Fairgrounds negotiations at a standstill amid finger-pointing
Less than nine months remain until the current lease expires for Petaluma’s Sonoma-Marin Fairgrounds, at which point a new plan must be in place for the beloved 55-acre grounds located in the heart of town.
And yet, no formal discussions have taken place between city staff and the Sonoma-Marin Fair’s Board of Directors to decide how the property will function from 2024 onward — and both sides are pointing fingers over their failure to negotiate.
Members of the Fair Board said Petaluma city leaders are not cooperating in the decision-making process, which must be concluded by Dec. 31 following an Oct. 24 decision by the City Council to terminate the city’s current lease agreement with the Fair Board.

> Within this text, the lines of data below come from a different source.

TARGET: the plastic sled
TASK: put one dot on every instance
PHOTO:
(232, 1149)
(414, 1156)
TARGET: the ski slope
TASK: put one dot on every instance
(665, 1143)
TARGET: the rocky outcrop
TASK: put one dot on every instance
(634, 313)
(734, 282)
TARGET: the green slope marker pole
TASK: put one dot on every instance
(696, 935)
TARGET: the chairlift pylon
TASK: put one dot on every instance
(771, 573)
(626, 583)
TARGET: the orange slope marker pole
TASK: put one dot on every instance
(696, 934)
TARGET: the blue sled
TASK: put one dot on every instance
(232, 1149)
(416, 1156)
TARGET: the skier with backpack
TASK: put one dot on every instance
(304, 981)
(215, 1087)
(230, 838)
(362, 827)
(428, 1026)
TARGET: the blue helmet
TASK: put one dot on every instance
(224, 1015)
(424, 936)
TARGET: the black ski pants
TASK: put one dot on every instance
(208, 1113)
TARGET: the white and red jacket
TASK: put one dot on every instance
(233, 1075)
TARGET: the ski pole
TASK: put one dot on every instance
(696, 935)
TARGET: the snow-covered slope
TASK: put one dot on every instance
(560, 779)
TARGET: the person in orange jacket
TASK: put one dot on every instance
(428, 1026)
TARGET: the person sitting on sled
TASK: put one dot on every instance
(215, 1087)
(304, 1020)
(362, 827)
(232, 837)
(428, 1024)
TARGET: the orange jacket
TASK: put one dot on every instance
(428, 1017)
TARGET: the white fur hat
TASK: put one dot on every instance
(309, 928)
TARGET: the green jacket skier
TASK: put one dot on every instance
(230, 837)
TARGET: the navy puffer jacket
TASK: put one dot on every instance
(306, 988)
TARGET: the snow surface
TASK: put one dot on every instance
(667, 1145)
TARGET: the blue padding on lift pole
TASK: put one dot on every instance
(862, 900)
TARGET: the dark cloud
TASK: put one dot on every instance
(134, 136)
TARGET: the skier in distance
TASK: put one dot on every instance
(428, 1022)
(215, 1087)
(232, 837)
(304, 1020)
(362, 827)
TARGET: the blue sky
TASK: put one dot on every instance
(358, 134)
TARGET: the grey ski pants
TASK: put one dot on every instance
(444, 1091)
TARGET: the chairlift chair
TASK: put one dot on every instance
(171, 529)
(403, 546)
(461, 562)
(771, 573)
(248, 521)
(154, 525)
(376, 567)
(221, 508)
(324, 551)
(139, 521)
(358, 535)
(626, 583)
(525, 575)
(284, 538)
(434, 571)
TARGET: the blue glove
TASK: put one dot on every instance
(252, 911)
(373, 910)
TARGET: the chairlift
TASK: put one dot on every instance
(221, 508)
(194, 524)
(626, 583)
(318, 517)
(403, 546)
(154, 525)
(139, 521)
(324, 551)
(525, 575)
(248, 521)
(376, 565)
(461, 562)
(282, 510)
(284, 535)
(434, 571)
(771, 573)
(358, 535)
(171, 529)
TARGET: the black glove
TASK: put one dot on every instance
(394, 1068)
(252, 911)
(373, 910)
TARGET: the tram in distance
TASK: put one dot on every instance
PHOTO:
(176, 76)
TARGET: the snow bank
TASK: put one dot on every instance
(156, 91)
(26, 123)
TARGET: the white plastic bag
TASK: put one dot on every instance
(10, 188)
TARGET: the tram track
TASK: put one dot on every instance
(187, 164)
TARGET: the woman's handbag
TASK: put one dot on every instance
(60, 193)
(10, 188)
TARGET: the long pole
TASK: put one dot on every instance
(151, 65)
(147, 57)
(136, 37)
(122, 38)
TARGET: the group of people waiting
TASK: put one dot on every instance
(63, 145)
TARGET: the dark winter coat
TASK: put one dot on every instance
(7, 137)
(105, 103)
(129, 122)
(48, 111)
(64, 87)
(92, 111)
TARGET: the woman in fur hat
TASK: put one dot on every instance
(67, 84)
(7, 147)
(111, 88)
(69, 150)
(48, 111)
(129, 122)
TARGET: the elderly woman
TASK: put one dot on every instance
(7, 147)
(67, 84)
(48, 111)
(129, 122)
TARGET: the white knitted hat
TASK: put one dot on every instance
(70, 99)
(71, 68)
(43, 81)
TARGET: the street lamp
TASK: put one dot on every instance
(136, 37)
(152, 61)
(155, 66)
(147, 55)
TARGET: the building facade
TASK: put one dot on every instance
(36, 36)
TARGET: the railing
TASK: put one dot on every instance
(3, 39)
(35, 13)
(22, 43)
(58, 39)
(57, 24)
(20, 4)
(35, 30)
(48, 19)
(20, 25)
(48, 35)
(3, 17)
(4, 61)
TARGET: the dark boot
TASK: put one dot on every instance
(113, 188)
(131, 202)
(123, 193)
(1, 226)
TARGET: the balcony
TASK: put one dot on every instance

“The conversations about the Fair not wanting to engage – I think it’s almost backwards,” said Tawny Tesconi, CEO of the Sonoma-Marin Fair, responding to a written commentary by Petaluma’s mayor saying the Fair Board is to blame. “I don’t think that it’s really fair to suggest that the Fair hasn’t tried to sit down and talk.”
But an op-ed by Mayor Kevin McDonnell did exactly that, stating that the process of hammering out the fairgrounds’ future is currently at a standstill due to the Fair Board’s unwillingness to work with city staff.
“The Fair Board have declined the city’s invitation to be part of this reimagining, refusing to take part in negotiations for a new lease agreement that would give the Fair Board the right to continue operating the Marin-Sonoma Fair,” McDonnell wrote in the op-ed, published last week in the Argus-Courier.
The Fair Board governs the 4th District Agricultural Association, the state-funded organization that has managed and leased the property from the city for $1 per year for the past 50 years.
In 2020, an ad hoc committee – made up of City Council members, Fair Board members and one other member of the community – was formed to jump start conversations in working out a new lease agreement. But Michael Parks, president of the Fair Board, said those conversations were put on hold due to the COVID-19 pandemic.
“We get into 2022, things are opening back up again, and our committee gets called to a Friday meeting. We were told on Monday that the City Council will be introducing a new, third-party outreach company, Healthy Democracy from Oregon, to facilitate this, and they have spent $450,000 on it. Not together, not with us,” Parks said.
After the City Council voted to hire Healthy Democracy on Feb. 28, leaders with the group sent out 10,000 invitations to random Petaluma addresses. The group then conducted a lottery, where leaders randomly chose 36 Petalumans to form the advisory panel, which then spent more than 80 hours at Kenilworth Junior High School to meet over five weekends.
In those meetings, tenants and other stakeholders gave their views on how the fairgrounds should be used, then panelists put together a final set of guidelines to bring to the Council as recommendations for the fairgrounds’ future.
“We were pushed to the side,” Parks said about this planning process. “We were not allowed to participate except for in very small, little spots.”
In their final report, which was publicly presented to city leaders on Oct. 24, nearly all panelists not only showed strong support for keeping the annual fair, but also for a year-round farmers’ market, year-round park space, a focus on its agricultural features, securing the property’s status as an evacuation center and more -- a report that Fair Board members said they were happy to see.
Then the meeting took a turn they weren’t happy about, as the Council approved a resolution calling for the property’s maintenance, management and subleasing agreements to be turned over from the 4th District Agricultural Association to the city beginning Jan. 1, 2024.
The resolution came as a shock to many residents, and especially those on the Fair Board, since the meeting’s agenda was first categorized as a study session – which usually means no council action will be taken – and was initially intended to publicly notify the city of the Healthy Democracy group’s report.
But then, on the Friday afternoon before the meeting, the city sent out a notification that the agenda would contain an action item.
“That caught us all off guard,” Tesconi said.
Tensions increase
Relations between city staff and the Fair Board did not improve from there.
The Healthy Democracy panelists had also presented a set of goals for the city to consider, including having the 4th DAA “develop a business and financial plan to successfully operate the annual fair.”